L’objet des pages de Proust sur l’incomplétude des grandes œuvres du XIXe siècle paraît dès lors très évident : « Il est le Victor Hugo de la musique », disait encore Nietzsche de Wagner64. Elles reprennent le grief de Nietzsche, ou de Baudelaire - pas d’unité de conception chez Wagner ou Hugo -, mais pour aussitôt donner l’absolution : une unité mise en œuvre à l’insu du créateur est d’autant plus authentique. Dans la préface de Tendres Stocks, Proust appelle encore Stendhal, célèbre pour ses improvisations et ses difficultés à trouver des dénouements, un « grand écrivain sans le savoir », en raison de la « grande ossature inconsciente » qui existe dans son œuvre, masquée à ses yeux mêmes par l’« assemblage voulu des idées65 ». En dépit de Bergson et de Verdun, les termes de Proust demeurent ceux d’une problématique vieille de bien plus de quarante ans : le décalage est remarquable, car il s’agit toujours de réconcilier Wagner – ou Stendhal, ou Balzac – avec le vitalisme et Porganicisme exigeant de la grande œuvre une unité structurante. Celle-ci n’est sans doute reconnue qu’après coup par Wagner ou Balzac, mais c’est « comme tel morceau composé à part, né d’une inspiration, non exigé par le développement artificiel d’une thèse, et qui vient s’intégrer au reste66 ».

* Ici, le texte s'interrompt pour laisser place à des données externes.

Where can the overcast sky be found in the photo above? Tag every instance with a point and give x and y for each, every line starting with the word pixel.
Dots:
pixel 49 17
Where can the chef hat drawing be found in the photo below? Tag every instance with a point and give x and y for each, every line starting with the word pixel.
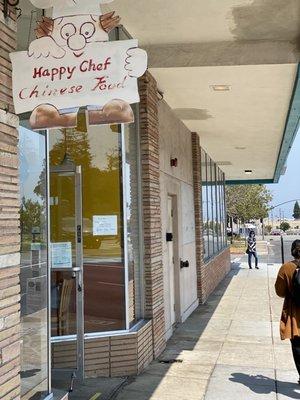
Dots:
pixel 71 7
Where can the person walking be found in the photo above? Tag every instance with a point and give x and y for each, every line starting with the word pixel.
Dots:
pixel 251 249
pixel 290 317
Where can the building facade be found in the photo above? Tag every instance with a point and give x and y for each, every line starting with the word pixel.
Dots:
pixel 110 237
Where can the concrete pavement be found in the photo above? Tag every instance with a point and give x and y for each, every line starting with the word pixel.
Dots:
pixel 228 349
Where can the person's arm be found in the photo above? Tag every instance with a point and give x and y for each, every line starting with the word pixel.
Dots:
pixel 281 283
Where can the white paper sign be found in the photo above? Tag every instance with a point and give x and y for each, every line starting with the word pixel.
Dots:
pixel 95 78
pixel 61 255
pixel 105 225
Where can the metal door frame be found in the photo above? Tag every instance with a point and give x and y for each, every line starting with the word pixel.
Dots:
pixel 77 271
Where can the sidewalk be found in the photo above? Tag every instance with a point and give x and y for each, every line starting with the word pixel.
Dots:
pixel 228 349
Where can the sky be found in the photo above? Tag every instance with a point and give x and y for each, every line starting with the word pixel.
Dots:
pixel 288 187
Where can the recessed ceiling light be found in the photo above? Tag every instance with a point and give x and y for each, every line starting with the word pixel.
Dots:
pixel 220 88
pixel 223 162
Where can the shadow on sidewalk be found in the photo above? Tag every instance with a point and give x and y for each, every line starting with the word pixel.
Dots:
pixel 174 367
pixel 261 384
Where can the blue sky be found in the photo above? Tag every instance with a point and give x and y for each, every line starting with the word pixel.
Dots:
pixel 288 187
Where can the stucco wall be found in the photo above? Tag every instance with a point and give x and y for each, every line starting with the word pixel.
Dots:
pixel 175 142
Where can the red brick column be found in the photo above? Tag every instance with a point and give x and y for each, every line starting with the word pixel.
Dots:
pixel 153 268
pixel 196 155
pixel 9 221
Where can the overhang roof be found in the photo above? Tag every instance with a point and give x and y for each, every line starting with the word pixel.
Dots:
pixel 249 47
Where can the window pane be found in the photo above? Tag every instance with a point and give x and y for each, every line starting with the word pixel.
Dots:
pixel 97 149
pixel 204 203
pixel 33 274
pixel 133 198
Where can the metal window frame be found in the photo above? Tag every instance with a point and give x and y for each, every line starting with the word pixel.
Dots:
pixel 48 262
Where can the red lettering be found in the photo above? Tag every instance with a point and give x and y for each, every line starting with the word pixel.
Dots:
pixel 21 94
pixel 101 83
pixel 37 73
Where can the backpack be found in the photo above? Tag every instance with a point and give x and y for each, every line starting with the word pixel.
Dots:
pixel 296 287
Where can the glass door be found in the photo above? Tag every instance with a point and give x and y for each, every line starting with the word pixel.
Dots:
pixel 67 290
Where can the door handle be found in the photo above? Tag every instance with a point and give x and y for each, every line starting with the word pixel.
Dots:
pixel 184 264
pixel 169 237
pixel 78 233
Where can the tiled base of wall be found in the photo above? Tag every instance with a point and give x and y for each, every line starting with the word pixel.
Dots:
pixel 213 272
pixel 112 356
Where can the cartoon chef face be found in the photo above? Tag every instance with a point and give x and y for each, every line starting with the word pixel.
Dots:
pixel 74 33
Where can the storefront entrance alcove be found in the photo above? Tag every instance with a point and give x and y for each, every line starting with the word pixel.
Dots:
pixel 88 268
pixel 81 248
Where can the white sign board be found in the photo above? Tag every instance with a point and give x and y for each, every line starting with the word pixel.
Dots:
pixel 105 225
pixel 98 76
pixel 61 255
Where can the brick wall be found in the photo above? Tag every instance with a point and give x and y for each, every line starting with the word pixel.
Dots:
pixel 153 267
pixel 214 271
pixel 9 221
pixel 109 356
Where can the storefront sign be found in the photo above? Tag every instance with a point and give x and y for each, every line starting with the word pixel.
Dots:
pixel 61 255
pixel 99 75
pixel 72 64
pixel 105 225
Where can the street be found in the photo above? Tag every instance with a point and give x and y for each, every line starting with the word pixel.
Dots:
pixel 230 347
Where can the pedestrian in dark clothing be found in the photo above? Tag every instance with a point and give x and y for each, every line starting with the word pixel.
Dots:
pixel 290 316
pixel 251 249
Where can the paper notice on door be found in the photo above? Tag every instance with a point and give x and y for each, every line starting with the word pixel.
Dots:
pixel 61 255
pixel 105 225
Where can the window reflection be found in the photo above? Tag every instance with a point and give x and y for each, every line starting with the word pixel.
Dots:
pixel 213 207
pixel 98 151
pixel 33 274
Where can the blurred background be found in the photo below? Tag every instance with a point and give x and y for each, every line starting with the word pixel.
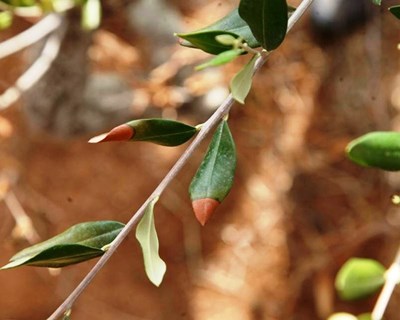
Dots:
pixel 298 210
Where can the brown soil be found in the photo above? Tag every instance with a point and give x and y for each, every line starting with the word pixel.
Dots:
pixel 297 211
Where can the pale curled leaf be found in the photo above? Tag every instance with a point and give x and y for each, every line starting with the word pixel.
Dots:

Proust n’ignore pas le revirement de Nietzsche sur Wagner. Dans Le Côté de Guermantes II, il s’étonne « qu’un homme qui poussait la sincérité avec lui-même jusqu’à se détacher, par scrupule de conscience, de la musique de Wagner » ait attaché une valeur intellectuelle à l’amitié67. La première traduction française du Cas Wagner fut publiée dès 189368 ; elle était l’œuvre de deux des amis les plus proches de Proust, Daniel Halévy et Robert Dreyfus. Anciens condisciples de Condorcet, ils participaient tous au comité de rédaction de la revue Le Banquet, qui parut précisément de mars 1892 à mars 1893. Il ne peut faire de doute que les pages de La Prisonnière sur Wagner ont pour horizon Le Cas Wagner de Nietzsche, et la réflexion de Proust commence en effet par une allusion au philosophe. Retrouvant un écho de Tristan et Isolde dans la sonate de Vinteuil, le narrateur monte aussitôt à l’assaut :
Je n’avais à admirer le maître de Bayreuth aucun des scrupules de ceux à qui, comme à Nietzsche, le devoir dicte de fuir dans l’art comme dans la vie la beauté qui les tente, qui s’arrachent à Tristan comme ils renient Parsifal et, par ascétisme spirituel, de mortification en mortification parviennent, en suivant le plus sanglant des chemins de croix,à s’élever jusqu’à la pure connaissance et à l’adoration parfaite du Postillon de Longjumeau69
Dans le brouillon d’avant-guerre, Proust, qui veut manifestement ridiculiser Nietzsche, ajoutait Monsieur, Madame et Bébé, une comédie de boulevard de Gustave Droz, datant de 1866, pour la comparaison avec Tristan et Isolde et Parsifal70.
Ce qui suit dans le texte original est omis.